In the first part of Sipping Toward Cicerone® I walked you through the 4 levels of Cicerone® Certification. In this post, part 2, we’ll cover my studying for and taking the Certified Beer Server exam. In, part 3, we’ll look at my studying for the Certified Cicerone® exam. If you want to see how I did on the test, skip to part 4.
What beer loving nincompoop can’t get a 75% on a 60 question test about beer? You can literally miss 15 questions and still pass. Easy, right? Not really. Knowing what an IPA is vs. a Stout is one thing but do you know the 6 steps in properly cleaning a beer glass? Do you know how to properly store beer? How to properly pour it from a bottle? From a draught faucet? Elements of a draught system? The SRM of a Hefeweizen? What the hell SRM is? Yeah, not so easy now, is it?

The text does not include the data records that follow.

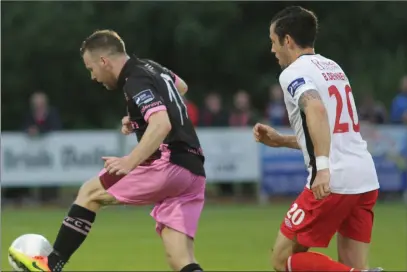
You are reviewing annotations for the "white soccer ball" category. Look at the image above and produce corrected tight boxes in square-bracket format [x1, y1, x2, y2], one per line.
[8, 234, 53, 271]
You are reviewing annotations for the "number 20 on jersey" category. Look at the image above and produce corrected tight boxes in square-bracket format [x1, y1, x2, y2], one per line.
[328, 85, 360, 134]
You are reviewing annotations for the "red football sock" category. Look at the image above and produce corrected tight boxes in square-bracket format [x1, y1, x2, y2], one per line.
[286, 252, 360, 272]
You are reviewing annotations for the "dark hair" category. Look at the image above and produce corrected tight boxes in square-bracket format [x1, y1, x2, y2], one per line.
[271, 6, 318, 48]
[80, 29, 126, 56]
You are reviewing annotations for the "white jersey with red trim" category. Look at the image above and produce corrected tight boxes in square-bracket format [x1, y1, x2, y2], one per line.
[280, 54, 379, 194]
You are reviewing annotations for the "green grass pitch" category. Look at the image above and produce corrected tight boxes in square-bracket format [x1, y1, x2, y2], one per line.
[1, 203, 407, 271]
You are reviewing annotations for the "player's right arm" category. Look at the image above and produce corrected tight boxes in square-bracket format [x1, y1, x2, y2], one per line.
[280, 68, 331, 199]
[253, 123, 301, 149]
[147, 60, 188, 96]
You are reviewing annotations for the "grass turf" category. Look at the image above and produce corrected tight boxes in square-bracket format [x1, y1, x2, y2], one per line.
[1, 203, 407, 271]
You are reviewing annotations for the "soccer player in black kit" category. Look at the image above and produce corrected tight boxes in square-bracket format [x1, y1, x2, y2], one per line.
[9, 30, 206, 272]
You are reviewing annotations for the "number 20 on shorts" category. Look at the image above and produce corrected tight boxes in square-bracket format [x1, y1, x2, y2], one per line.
[328, 85, 360, 134]
[287, 203, 305, 226]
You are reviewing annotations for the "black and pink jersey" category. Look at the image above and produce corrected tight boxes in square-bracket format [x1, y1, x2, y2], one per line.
[117, 56, 205, 176]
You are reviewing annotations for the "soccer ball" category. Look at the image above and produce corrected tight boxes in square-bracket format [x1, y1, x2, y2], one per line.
[8, 234, 52, 271]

For some, little to no studying is required. If you’ve worked as the bartender at a craft beer bar for 12 months, I’m absolutely confident that your studying can consist of a 30 minute date with the Certified Beer Server syllabus. For the rest of the planet, some actual studying is required. While I know my fair share about the frothy goodness that is beer, I’m not one to go into a test unprepared. I downloaded the syllabus and purchased “Tasting Beer” by Randy Mosher. From what I’d read, these two things are essentially all you need to pass the test.
The syllabus is ten pages long and is in bulleted form. That’s a whole lot of bullet points which equals a whole lot of info. This info can be compartmentalized in chunks and they actually do that for you with their format. This gives you an easy way to segment your studying.
“Tasting Beer” is, in my opinion, a very well-written book that discusses beer history, beer styles and common flavors found in beer and its ingredients. Read it once and you should have a general idea of these things. Read it twice and you will pick up A LOT of things you missed the first time.
After reviewing the syllabus and reading Tasting Beer, it was an easy choice for me to make flash cards for studying. I don’t recall ever making flash cards for myself before this. However, I didn’t have a smart phone in high school or college that had sweet apps like Cram to help me. I was able to make groups of flash cards that had all the appropriate bullet points from the syllabus, as well as notes from Tasting Beer all in one place. Whether I was waiting for an appointment, riding shotgun with the wife or lying in bed, I was able to study. I’m not a paid spokesperson for Cram but by golly, I sure do love that app.
Now we get to the one and only thing I don’t like about the Certified Beer Server test: The test is online. While it’s convenient, from what I’ve read, some folks take this as a license to keep Google handy on one tab and the test open on the other. With 30 seconds per question, I honestly don’t think you’d be able to cheat for each question and still pass in time. That doesn’t mean there aren’t people who won’t try. However, this type of passing is something I couldn’t be less interested in.
After studying since January, I took the test in May, 2015. Yes, I studied nearly five months for a 30 minute online test. Why so long? To be honest, I knowingly overstudied. The test wants you to know about perceived bitterness in a scale that uses “pronounced” and “assertive.” I learned that info plus the IBUs. You were supposed to know the color of beer using descriptors like “gold” and “straw.” I learned info that plus the SRM. I didn’t want to half ass it. I wanted to full ass it. I knew that a solid base on this test would prepare me for studying for Level 2, which was my true goal.
Now for the results: Drumroll please……………I passed. I passed with 59/60 in 11 minutes.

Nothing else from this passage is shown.